De leur pas trainant, trois aristos descendaient un long corridor aux murs couverts de portraits de souverains des siècles passés. Ils avaient l'air totalement perdus. À l'autre bout du couloir, Ushijima les attendait, un garde à son côté. À part un léger voile rouge au niveau des pommettes, Ushijima était d'une pâleur à faire peur. Absolument livide.
Il leva la main et cira d'une voix claire et ferme :
- Stop !
Un des membres de la famille royale grogna. Le jeune homme avec la mine boursouflée. Un fils de duc. Connu jadis pour ses frasques et son goût immodéré de la fête, mais qui, aujourd'hui, n'était plus qu'une épave vacillante mue par un cortex à ce point rongé par le mal que l'on pouvait à peine encore parler de cerveau. Sa boîte crânienne ne renfermait plus qu'un inextricable enchevêtrement de terminaisons nerveuses, plus ou moins endommagées, qui s'activaient de manière aléatoire comme l'aurait fait un tableau électrique sur lequel quelqu'un aurait jeté un seau d'eau.
Il continua de marcher.
- Je vous ordonne de vous arrêter ! redit Ushijima, plus fort que la première fois et sans davantage de succès.
Les aristos poursuivaient leur chaotique marche en avant. Les jambes raides. Les yeux rouges. Un souffle chuintant s'échappant de leurs gorges.
Terrorisé, le garde se tourna vers son chef.
- Ils ne vont pas s'arrêter, dit-il d'une voix tremblante.

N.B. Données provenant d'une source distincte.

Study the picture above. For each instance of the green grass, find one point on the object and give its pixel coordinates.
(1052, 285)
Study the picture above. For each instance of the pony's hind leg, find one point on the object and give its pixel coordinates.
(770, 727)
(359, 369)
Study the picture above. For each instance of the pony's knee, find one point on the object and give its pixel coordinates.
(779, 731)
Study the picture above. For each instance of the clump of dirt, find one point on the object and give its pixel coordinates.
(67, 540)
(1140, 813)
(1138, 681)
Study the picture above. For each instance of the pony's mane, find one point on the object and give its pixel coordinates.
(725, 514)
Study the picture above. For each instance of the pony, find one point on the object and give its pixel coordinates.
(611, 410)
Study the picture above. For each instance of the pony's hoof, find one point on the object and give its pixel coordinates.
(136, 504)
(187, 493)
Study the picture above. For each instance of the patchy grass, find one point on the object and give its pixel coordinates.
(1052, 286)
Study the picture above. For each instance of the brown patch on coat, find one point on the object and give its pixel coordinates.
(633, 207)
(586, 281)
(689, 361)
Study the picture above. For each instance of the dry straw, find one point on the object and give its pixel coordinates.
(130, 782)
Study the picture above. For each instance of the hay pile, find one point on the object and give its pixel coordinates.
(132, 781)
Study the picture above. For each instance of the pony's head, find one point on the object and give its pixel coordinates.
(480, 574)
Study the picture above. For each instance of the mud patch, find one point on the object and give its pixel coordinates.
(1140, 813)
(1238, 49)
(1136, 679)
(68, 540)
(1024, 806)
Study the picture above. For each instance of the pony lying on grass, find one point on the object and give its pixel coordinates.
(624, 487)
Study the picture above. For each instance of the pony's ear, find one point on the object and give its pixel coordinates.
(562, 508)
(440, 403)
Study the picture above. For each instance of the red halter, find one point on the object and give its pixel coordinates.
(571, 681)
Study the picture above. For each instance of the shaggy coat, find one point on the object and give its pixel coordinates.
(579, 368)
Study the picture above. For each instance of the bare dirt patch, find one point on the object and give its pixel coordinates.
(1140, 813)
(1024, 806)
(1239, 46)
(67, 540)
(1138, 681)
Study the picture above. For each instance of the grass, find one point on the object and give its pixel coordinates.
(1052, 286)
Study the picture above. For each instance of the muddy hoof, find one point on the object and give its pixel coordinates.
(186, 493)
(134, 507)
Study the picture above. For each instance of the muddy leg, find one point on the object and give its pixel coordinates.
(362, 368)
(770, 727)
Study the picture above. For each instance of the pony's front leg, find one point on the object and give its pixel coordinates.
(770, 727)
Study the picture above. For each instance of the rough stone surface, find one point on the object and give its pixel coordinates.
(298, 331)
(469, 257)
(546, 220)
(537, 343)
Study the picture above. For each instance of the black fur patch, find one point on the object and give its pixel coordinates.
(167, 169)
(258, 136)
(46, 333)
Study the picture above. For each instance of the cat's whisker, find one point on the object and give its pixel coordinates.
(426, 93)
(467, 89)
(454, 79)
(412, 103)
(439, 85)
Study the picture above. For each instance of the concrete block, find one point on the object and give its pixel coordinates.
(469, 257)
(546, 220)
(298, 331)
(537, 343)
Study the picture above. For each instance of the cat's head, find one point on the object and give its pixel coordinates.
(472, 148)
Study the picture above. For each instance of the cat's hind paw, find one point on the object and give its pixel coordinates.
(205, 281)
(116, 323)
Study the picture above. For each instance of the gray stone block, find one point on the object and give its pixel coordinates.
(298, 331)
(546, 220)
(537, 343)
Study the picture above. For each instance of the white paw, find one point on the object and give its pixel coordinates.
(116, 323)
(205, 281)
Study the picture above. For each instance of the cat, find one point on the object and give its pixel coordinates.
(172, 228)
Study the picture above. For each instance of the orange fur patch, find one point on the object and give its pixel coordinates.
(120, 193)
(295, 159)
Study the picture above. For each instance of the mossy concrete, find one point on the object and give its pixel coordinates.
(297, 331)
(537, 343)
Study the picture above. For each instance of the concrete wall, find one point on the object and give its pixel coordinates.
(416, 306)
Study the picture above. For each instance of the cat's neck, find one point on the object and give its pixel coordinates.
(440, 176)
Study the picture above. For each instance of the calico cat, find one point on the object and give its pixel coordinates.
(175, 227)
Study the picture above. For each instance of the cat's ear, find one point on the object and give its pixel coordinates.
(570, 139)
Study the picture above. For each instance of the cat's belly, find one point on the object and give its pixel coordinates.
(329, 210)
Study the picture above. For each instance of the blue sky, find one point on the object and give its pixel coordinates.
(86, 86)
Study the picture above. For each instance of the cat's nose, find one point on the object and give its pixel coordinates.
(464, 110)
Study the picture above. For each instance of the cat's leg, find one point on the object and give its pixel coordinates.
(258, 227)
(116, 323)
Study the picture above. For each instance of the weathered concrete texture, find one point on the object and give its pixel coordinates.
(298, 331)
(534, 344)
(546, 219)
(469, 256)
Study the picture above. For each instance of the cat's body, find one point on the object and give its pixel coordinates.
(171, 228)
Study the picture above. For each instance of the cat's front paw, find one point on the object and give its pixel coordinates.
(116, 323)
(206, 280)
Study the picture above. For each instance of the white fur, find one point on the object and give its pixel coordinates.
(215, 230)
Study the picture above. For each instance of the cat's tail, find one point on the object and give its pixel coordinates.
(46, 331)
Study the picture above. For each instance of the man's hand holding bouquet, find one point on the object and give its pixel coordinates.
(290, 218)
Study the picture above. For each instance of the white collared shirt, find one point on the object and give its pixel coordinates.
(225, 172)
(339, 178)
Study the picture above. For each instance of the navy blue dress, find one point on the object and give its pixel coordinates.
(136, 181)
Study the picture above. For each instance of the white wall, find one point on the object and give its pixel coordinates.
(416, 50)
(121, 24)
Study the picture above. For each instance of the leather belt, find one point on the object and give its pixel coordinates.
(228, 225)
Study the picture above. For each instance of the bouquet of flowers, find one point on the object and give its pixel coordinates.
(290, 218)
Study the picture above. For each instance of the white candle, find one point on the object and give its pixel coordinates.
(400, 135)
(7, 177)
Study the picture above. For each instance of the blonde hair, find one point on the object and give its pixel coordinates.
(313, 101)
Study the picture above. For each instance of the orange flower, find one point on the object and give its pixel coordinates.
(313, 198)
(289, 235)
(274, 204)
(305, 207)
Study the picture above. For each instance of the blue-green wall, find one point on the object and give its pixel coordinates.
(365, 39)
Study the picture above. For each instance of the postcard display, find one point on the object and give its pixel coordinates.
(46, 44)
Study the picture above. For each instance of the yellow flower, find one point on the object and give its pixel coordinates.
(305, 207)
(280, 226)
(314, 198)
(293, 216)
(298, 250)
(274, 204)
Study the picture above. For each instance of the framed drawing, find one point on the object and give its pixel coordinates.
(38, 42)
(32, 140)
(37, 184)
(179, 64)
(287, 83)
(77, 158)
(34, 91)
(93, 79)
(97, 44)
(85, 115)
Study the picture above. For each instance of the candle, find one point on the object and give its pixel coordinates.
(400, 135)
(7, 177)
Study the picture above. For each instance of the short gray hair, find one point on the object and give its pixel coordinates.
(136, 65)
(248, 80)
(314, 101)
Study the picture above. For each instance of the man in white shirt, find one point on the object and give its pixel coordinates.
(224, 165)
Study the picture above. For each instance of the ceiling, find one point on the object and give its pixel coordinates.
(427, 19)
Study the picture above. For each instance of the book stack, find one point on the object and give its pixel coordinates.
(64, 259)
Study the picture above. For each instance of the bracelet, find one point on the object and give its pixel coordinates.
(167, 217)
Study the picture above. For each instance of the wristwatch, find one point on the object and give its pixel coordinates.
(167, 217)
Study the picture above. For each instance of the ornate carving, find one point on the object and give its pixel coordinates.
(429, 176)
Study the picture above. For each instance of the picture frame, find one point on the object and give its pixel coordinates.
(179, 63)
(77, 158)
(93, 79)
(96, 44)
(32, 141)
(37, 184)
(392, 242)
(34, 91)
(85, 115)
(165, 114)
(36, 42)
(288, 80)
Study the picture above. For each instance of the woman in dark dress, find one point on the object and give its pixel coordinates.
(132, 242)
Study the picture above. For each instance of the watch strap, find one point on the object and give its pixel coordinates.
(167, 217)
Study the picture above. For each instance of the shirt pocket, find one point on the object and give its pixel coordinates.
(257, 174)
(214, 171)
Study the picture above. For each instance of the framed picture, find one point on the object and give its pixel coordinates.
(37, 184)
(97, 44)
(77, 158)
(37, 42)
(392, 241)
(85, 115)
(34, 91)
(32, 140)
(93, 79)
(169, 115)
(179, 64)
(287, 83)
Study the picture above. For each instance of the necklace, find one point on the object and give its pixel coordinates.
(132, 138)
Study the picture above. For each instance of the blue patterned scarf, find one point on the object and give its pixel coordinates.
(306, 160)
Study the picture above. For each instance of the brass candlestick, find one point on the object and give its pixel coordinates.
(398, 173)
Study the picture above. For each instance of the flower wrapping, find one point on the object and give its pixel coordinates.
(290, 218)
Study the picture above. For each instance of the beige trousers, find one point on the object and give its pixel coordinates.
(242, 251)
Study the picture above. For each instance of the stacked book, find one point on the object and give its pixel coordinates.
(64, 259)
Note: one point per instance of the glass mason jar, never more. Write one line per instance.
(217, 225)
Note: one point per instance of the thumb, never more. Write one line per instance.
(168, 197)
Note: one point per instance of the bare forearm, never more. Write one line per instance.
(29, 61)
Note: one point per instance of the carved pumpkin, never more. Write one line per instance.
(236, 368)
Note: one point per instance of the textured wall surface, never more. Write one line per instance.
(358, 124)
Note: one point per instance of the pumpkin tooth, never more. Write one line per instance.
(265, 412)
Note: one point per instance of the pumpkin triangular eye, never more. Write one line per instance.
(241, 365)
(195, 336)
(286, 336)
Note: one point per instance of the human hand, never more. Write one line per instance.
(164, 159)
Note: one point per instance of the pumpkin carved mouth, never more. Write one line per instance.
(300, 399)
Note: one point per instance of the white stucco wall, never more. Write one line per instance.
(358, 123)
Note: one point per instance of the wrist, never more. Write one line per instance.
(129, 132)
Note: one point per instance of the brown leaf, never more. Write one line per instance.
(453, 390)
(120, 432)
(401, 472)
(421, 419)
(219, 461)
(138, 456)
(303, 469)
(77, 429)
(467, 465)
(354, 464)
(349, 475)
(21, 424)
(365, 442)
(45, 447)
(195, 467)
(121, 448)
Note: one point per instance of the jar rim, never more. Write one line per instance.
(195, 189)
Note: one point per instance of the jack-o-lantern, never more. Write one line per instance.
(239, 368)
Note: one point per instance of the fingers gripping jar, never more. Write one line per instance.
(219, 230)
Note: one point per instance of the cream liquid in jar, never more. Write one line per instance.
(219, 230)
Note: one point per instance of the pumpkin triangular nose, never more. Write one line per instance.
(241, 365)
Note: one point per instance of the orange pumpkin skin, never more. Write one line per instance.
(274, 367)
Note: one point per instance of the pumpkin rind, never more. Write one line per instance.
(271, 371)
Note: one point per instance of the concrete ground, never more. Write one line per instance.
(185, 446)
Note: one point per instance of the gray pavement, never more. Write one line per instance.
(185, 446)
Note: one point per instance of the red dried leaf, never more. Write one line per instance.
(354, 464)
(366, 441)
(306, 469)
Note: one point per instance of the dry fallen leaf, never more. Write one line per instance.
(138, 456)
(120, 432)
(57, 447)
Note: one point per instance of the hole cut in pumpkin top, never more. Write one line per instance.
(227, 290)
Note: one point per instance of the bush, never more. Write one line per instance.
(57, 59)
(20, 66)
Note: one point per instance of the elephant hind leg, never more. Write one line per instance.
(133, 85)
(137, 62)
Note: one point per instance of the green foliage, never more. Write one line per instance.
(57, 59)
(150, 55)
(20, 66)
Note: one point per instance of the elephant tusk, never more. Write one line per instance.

- Oh que si, coupa Ushijima.
Et il avança d'un pas. Pour toute réponse, le jeune aristocrate accéléra l'allure, les bras tendus, la bouche grande ouverte, la bave aux lèvres. Il en sécrétait tellement que sa chemise crasseuse était trempée de salive.
Une déflagration assourdissante secoua les murs du corridor, soudain envahi de fumée. Le jeune aristocrate s'effondra. Une balle dans le crâne.
- Crétin ! beugla Ushijima en arrachant le fusil des mains du garde. C'était le fils du Duc ! (D'un coup de crosse il envoya le fautif au tapis.) Espèce d'abruti, tu veux tous les buter ou quoi ? On a besoin d'eux vivants. Ils sont pas dangereux, bon sang !
Une duchesse d'une cinquantaine d'années attrapa Ushijima par la manche. Celui-ci la repoussa rageusement et elle alla s'emplâtrer sur un mur.
Attrapant son garde tremblant de peur par les épaules, Ushijima le força à se relever.
- Pour l'amour du ciel, refous-les dans leur chambre ! En essayant de pas te faire mordre.
C'est alors que Azumane et Satori apparurent au fond du couloir.
- Aucun signe des autres ? demanda ce dernier en se précipitant vers son chef.
- Pas encore. Mais c'est qu'une question de temps. Ils n'ont pas pu aller bien loin. Trop stupides. Ce qui m'étonne, c'est comment ils ont fait pour sortir.
- La porte a été forcée, expliqua Tendō.
- Personne n'était en faction ?
- Pas que je sache. Ils ne sont pas gardés en permanence. En plus, avec deux de nos gars en poste à l'infirmerie...
- Donc, quelqu'un les a fait sortir ?
- Il semblerait.
- Les squatteurs ?
- Comment savoir ? dit Satori avec une moue dubitative. Ça pourrait aussi bien être un coup des Holloway. Peut-être qu'ils préparent quelque chose.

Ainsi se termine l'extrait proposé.